Finnish conductor and music scholar

Toivo Elias Haapanen (15 May 1889 - 22 July 1950) was a Finnish conductor and music scholar.

==Early life and education==

Haapanen was born in 1889 in Karvia, Finland. His sister was the writer Tyyni Tuulio. His son was the violinist and professor Tuomas Haapanen (1924–2024).

After high school, he began playing the violin. Starting in 1907 studied the violin and music theory at the Helsinki Philharmonic Orchestra school. He completed in his studies in 1911. In 1918, he graduated from the University of Helsinki with a Bachelor of Arts. In 1925, he received his Ph.D.

==Career==

Haapenen became Chief Conductor of the Finnish Radio Symphony Orchestra in 1929. He served in this position until 1951. Starting in 1946, he also served as Music Manager of the Finnish Broadcasting Company. He was also a professor at the University of Helsinki.

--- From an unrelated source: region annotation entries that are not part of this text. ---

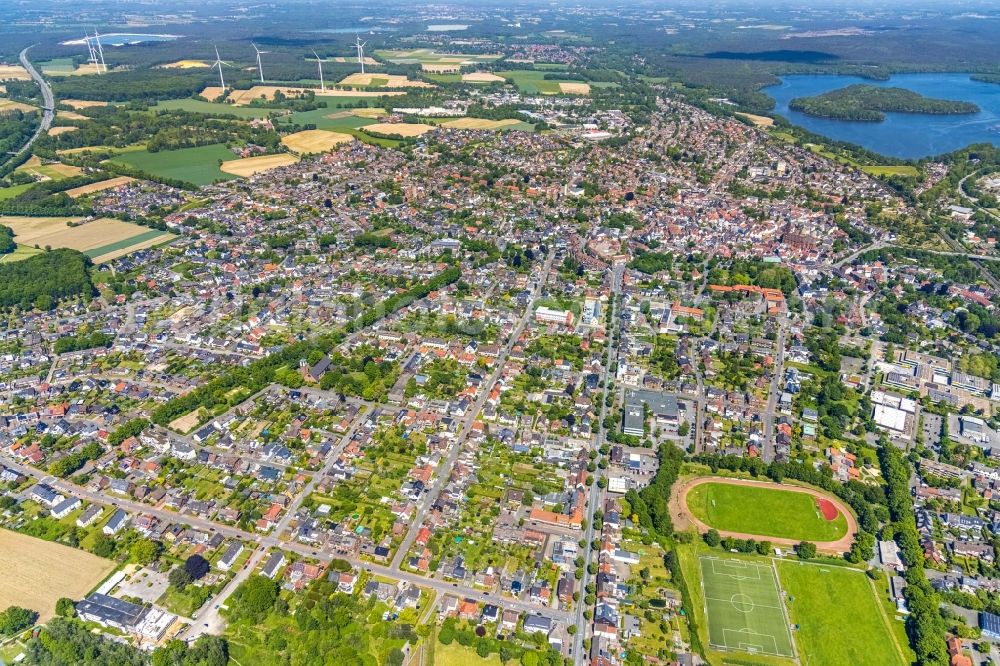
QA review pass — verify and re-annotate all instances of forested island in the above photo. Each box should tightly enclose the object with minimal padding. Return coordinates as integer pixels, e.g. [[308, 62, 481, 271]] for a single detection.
[[788, 83, 979, 122]]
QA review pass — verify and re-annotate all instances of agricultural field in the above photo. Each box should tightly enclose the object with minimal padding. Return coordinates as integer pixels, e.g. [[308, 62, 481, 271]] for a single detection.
[[111, 143, 236, 186], [375, 49, 503, 73], [497, 69, 590, 95], [699, 556, 793, 657], [0, 217, 175, 263], [364, 123, 434, 137], [778, 561, 911, 666], [220, 153, 299, 176], [281, 129, 354, 155], [337, 72, 434, 88], [159, 60, 209, 69], [66, 176, 135, 199], [0, 530, 115, 622], [154, 97, 275, 118], [0, 65, 31, 81], [0, 245, 45, 264], [17, 155, 83, 180], [686, 482, 847, 542], [462, 72, 507, 83]]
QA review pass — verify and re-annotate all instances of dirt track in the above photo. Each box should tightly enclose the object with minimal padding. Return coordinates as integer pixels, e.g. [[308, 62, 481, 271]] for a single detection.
[[670, 476, 858, 555]]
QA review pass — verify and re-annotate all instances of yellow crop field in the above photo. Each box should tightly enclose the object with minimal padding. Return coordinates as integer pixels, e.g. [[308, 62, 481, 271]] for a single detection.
[[559, 81, 590, 95], [219, 153, 299, 176], [0, 216, 173, 261], [361, 123, 434, 137], [462, 72, 507, 83], [66, 176, 135, 199], [0, 65, 31, 81], [340, 72, 434, 88], [736, 113, 774, 127], [0, 530, 115, 622], [281, 130, 354, 155], [441, 118, 521, 129], [59, 99, 108, 111]]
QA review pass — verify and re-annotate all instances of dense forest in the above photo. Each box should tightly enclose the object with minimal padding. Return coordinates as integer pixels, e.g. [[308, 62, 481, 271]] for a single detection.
[[0, 249, 94, 310], [788, 83, 979, 122]]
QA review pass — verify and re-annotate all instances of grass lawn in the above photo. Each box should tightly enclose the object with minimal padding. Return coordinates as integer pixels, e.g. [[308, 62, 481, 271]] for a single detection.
[[111, 143, 236, 186], [778, 562, 909, 666], [687, 483, 847, 541], [432, 641, 501, 666], [699, 556, 792, 657]]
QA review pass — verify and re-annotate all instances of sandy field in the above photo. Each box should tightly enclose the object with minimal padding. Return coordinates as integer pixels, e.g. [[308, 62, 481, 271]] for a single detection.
[[281, 130, 354, 155], [169, 410, 198, 434], [0, 65, 31, 81], [219, 153, 299, 176], [361, 123, 434, 136], [0, 216, 156, 256], [736, 113, 774, 127], [338, 72, 434, 88], [462, 72, 506, 83], [160, 60, 209, 69], [0, 99, 38, 111], [559, 81, 590, 95], [66, 176, 135, 199], [199, 86, 226, 102], [0, 530, 115, 622], [59, 99, 108, 111], [441, 118, 520, 129]]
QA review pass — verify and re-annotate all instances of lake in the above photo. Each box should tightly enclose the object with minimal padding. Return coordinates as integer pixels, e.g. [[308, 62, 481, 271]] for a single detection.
[[763, 74, 1000, 159]]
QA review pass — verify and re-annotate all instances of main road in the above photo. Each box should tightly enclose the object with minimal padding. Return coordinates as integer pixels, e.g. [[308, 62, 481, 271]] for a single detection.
[[16, 46, 56, 153], [571, 263, 625, 665]]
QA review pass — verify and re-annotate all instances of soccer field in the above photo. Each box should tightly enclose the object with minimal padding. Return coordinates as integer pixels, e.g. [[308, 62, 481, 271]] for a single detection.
[[699, 556, 794, 657]]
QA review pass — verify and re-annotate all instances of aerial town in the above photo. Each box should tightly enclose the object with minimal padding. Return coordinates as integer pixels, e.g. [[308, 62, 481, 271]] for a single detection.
[[0, 1, 1000, 666]]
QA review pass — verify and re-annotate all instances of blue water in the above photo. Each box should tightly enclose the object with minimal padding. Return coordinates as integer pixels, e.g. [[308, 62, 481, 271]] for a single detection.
[[763, 74, 1000, 159]]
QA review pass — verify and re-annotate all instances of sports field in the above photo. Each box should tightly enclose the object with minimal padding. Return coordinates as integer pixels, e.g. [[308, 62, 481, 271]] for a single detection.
[[111, 143, 236, 185], [220, 153, 299, 176], [778, 561, 910, 666], [687, 482, 847, 542], [0, 530, 115, 622], [699, 555, 794, 657]]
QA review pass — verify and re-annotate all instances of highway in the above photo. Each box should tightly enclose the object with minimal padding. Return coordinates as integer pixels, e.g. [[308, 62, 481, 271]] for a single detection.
[[17, 46, 56, 158]]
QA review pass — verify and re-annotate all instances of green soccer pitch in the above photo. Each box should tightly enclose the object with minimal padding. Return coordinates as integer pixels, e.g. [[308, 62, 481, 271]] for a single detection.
[[699, 556, 794, 657]]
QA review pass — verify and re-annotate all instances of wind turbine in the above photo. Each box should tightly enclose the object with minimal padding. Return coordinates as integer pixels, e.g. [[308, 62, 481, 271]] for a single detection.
[[250, 42, 270, 83], [354, 35, 368, 74], [94, 28, 108, 74], [212, 46, 229, 89], [313, 51, 326, 92]]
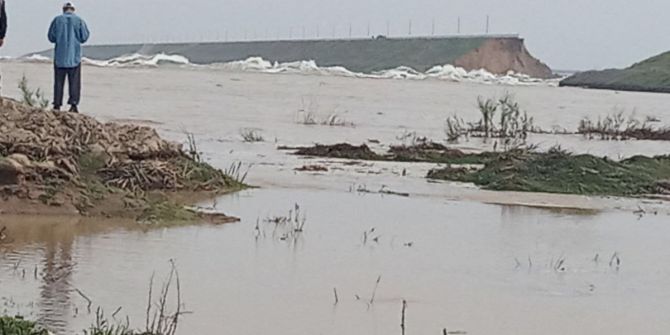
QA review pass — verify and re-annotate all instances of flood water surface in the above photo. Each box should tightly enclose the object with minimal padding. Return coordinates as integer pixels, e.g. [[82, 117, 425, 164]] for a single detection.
[[0, 190, 670, 334], [0, 63, 670, 335]]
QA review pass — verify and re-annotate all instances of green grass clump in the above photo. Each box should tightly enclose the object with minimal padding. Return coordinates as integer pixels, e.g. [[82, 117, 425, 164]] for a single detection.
[[428, 148, 670, 196], [0, 316, 49, 335], [137, 194, 198, 225]]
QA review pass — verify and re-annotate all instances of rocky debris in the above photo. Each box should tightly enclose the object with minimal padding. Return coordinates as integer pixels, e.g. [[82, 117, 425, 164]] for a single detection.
[[0, 158, 24, 186], [0, 98, 240, 218]]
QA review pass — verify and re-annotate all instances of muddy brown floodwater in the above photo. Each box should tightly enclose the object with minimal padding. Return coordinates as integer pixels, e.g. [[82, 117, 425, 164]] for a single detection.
[[0, 63, 670, 335]]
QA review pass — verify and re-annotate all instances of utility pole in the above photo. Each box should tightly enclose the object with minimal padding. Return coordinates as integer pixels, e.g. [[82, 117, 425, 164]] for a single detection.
[[486, 15, 491, 35]]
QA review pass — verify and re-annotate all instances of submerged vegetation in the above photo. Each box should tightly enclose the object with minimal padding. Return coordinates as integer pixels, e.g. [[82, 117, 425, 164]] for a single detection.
[[296, 142, 670, 196], [0, 316, 49, 335], [577, 111, 670, 141], [428, 148, 670, 196], [295, 141, 492, 164], [0, 261, 186, 335], [445, 94, 536, 147]]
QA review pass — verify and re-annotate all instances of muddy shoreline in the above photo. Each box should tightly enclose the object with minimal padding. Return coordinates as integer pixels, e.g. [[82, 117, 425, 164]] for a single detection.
[[0, 98, 246, 223]]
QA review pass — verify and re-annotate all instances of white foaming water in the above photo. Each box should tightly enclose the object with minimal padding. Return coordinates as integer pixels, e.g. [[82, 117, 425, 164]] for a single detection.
[[22, 53, 560, 86]]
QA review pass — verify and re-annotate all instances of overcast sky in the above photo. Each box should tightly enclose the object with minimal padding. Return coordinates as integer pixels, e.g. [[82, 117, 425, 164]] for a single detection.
[[5, 0, 670, 70]]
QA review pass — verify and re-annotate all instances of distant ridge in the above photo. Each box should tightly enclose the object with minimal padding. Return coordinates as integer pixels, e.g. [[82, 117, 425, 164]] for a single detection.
[[32, 35, 552, 78], [560, 52, 670, 93]]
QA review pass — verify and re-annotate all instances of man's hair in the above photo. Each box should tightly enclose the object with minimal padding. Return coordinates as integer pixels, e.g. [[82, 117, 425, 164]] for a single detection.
[[63, 2, 74, 12]]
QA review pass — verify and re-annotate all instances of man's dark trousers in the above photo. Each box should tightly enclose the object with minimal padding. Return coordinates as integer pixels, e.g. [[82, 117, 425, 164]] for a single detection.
[[54, 64, 81, 108]]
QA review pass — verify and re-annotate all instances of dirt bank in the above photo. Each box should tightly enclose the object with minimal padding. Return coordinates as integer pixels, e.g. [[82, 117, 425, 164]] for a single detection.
[[32, 35, 552, 78], [0, 99, 243, 221], [560, 52, 670, 93], [454, 39, 553, 79]]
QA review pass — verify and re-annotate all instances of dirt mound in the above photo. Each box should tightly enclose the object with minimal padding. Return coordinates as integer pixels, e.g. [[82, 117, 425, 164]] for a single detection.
[[0, 99, 240, 219], [454, 38, 554, 79]]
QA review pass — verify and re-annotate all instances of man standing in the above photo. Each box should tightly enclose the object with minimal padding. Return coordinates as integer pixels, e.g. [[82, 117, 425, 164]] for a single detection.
[[49, 2, 90, 113], [0, 0, 7, 47]]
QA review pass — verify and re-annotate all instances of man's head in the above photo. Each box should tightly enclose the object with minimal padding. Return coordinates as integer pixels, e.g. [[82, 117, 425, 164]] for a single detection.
[[63, 2, 74, 13]]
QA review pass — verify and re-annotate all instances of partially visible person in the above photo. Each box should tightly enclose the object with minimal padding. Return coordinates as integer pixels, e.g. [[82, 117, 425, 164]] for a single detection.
[[0, 0, 7, 47], [48, 2, 90, 113]]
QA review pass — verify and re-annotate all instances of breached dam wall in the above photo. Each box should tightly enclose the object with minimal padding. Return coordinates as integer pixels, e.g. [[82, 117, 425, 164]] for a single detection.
[[35, 36, 552, 78]]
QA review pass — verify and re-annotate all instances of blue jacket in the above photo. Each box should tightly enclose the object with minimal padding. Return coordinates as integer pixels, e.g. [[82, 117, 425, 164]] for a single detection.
[[49, 13, 90, 68]]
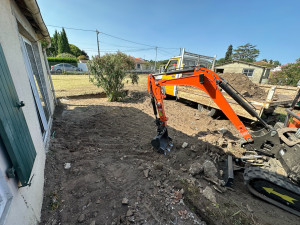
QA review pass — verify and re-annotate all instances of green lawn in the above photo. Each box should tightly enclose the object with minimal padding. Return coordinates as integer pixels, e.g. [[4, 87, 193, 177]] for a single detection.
[[52, 74, 147, 98]]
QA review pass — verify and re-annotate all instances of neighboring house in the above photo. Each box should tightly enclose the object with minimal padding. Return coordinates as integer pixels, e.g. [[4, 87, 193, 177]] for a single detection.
[[132, 57, 147, 71], [131, 57, 154, 73], [271, 66, 281, 72], [0, 0, 55, 225], [215, 60, 271, 83]]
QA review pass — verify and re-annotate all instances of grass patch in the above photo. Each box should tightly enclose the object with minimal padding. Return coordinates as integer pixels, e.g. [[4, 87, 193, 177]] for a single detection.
[[52, 74, 147, 98]]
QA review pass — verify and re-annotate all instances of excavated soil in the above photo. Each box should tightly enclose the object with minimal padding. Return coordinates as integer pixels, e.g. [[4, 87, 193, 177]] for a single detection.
[[40, 91, 299, 225], [219, 73, 267, 100]]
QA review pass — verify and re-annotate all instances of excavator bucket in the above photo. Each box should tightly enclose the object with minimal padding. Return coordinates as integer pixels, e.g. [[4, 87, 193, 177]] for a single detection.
[[151, 127, 173, 153]]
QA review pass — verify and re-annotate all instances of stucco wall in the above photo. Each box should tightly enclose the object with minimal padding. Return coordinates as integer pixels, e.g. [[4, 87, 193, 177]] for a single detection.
[[215, 62, 264, 83], [0, 0, 54, 225]]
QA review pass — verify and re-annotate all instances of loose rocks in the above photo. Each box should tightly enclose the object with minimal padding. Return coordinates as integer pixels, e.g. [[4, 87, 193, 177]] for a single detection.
[[203, 186, 217, 204], [189, 162, 203, 176]]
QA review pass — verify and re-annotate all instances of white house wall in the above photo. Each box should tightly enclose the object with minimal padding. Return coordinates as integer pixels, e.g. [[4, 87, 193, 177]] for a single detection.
[[0, 0, 54, 225], [215, 62, 264, 83]]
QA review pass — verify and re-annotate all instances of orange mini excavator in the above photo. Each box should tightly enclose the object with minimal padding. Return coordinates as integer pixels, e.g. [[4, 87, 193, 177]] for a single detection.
[[148, 67, 300, 216]]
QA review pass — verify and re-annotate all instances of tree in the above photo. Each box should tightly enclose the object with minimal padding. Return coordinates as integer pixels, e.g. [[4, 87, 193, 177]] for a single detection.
[[58, 28, 71, 53], [87, 52, 138, 101], [233, 43, 259, 62], [216, 58, 226, 65], [270, 62, 300, 86], [80, 50, 90, 59], [69, 44, 82, 57], [56, 53, 76, 59], [225, 45, 232, 61], [273, 60, 281, 66]]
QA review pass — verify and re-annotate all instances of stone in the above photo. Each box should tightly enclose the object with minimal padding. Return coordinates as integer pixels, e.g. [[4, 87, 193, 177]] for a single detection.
[[77, 213, 85, 223], [143, 169, 150, 178], [241, 90, 251, 97], [126, 209, 133, 217], [203, 186, 217, 204], [189, 162, 203, 176], [64, 163, 71, 170], [122, 198, 129, 205], [138, 166, 144, 170], [182, 142, 189, 148], [203, 160, 218, 178], [154, 163, 164, 170]]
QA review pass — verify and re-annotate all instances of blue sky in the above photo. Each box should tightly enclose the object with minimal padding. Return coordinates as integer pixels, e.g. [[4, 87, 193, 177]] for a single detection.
[[37, 0, 300, 64]]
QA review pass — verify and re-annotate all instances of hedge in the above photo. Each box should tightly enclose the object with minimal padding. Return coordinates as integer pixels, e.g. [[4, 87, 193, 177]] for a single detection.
[[48, 57, 77, 64]]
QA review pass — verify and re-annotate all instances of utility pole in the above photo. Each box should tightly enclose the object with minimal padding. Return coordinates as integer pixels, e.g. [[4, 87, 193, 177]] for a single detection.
[[154, 47, 157, 73], [96, 30, 100, 57]]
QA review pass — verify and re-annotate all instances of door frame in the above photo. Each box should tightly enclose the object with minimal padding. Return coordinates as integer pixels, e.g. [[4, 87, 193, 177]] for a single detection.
[[19, 35, 50, 141]]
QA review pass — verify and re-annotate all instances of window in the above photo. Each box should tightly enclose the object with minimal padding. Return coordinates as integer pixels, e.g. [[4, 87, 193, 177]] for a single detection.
[[243, 69, 254, 77], [216, 69, 224, 73]]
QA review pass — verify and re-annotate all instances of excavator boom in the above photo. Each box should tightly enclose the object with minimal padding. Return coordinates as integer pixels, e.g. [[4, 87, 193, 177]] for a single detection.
[[148, 67, 253, 145]]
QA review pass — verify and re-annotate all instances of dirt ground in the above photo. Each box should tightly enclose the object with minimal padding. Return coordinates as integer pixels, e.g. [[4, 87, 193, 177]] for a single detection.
[[40, 90, 299, 225], [219, 73, 267, 100]]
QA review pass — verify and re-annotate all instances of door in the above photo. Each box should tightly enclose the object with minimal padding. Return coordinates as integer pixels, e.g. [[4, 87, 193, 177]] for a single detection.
[[0, 44, 36, 186], [20, 37, 50, 140], [162, 58, 179, 96]]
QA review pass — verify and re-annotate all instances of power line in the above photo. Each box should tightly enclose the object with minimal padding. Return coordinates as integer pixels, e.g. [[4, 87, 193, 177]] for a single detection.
[[47, 25, 96, 33], [47, 25, 179, 49]]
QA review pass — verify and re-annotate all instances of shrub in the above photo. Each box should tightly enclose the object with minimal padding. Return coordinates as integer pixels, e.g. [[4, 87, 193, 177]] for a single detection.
[[56, 53, 76, 59], [77, 55, 88, 60], [87, 52, 134, 101], [48, 57, 77, 65]]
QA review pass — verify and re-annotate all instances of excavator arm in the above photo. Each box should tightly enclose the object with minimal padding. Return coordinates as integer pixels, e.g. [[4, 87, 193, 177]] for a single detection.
[[148, 67, 253, 149]]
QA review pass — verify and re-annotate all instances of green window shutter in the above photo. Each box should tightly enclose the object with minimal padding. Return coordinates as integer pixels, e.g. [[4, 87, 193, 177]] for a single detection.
[[0, 44, 36, 186]]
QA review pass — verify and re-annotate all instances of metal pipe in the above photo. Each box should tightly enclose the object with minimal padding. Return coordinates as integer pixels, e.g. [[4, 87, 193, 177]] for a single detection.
[[217, 80, 270, 129], [285, 109, 300, 120]]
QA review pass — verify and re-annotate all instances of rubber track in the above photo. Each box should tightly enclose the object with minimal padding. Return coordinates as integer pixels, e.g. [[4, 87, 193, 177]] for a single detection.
[[244, 167, 300, 216]]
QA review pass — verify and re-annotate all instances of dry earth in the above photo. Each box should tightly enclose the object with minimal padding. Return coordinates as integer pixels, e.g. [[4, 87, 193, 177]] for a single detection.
[[41, 90, 299, 225]]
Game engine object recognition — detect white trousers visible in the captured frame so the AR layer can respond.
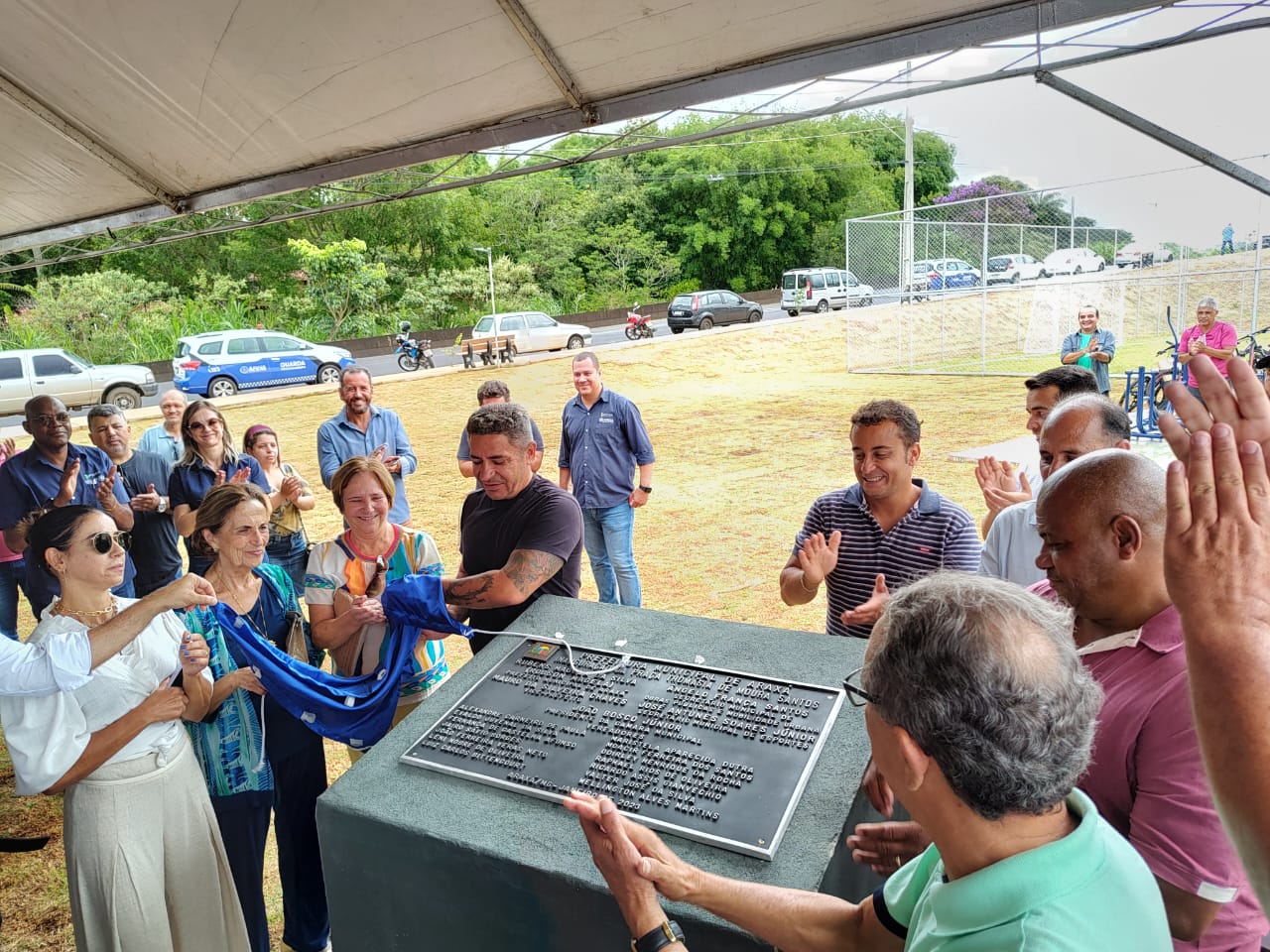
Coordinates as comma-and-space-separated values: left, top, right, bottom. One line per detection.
64, 730, 250, 952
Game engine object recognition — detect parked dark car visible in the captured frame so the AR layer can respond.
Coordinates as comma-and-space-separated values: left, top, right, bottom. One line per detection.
666, 291, 763, 334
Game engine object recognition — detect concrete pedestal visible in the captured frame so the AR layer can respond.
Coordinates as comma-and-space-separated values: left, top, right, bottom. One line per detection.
318, 597, 877, 952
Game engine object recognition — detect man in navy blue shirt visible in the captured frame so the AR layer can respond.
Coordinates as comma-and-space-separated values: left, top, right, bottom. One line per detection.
87, 404, 181, 598
318, 364, 419, 526
781, 400, 979, 639
0, 396, 137, 620
560, 352, 655, 608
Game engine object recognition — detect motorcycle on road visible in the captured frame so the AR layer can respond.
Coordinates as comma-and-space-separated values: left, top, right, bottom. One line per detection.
393, 321, 437, 371
626, 300, 653, 340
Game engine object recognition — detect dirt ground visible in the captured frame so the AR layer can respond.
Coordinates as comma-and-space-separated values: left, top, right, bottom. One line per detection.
0, 314, 1026, 952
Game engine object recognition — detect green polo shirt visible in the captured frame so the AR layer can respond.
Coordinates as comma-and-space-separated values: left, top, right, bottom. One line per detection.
874, 789, 1174, 952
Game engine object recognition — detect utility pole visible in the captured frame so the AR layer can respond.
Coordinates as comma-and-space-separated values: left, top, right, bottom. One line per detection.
899, 60, 913, 299
472, 248, 498, 313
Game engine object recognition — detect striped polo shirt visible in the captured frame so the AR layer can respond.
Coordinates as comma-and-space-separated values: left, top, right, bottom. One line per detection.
794, 479, 980, 639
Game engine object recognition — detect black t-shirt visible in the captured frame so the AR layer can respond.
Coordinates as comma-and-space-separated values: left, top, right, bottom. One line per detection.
119, 450, 181, 579
459, 473, 581, 652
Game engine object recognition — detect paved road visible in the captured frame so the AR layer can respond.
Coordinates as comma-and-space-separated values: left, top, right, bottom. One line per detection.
0, 304, 788, 431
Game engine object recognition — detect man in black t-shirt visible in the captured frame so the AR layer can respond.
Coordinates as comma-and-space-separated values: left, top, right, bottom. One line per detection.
444, 404, 581, 652
87, 404, 181, 598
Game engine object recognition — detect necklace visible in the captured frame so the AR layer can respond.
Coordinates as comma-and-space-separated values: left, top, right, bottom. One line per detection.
54, 595, 119, 618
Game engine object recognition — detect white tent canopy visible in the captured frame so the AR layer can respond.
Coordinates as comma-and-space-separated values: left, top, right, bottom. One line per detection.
0, 0, 1147, 254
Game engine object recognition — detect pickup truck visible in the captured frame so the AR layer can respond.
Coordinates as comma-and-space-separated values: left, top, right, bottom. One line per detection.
0, 348, 159, 414
471, 311, 590, 354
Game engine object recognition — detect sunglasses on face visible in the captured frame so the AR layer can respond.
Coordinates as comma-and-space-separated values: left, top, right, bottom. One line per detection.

As a conductor, Haapanen traveled throughout Europe, including Germany, Poland, Hungary and Italy. As a musical scholar, he collected and studied Medieval Finnish music, dating from 1050 to 1522. The collection is held by the University of Helsinki Library. He wrote a history of Finnish music in 1940. He also worked as a magazine music critic from 1919 to 1929. He served on two committees, including chairman of the Finnish council on music from 1943 until 1950.

He was awarded the Latvian Order of the Three Stars 4th Class on 15 November 1935.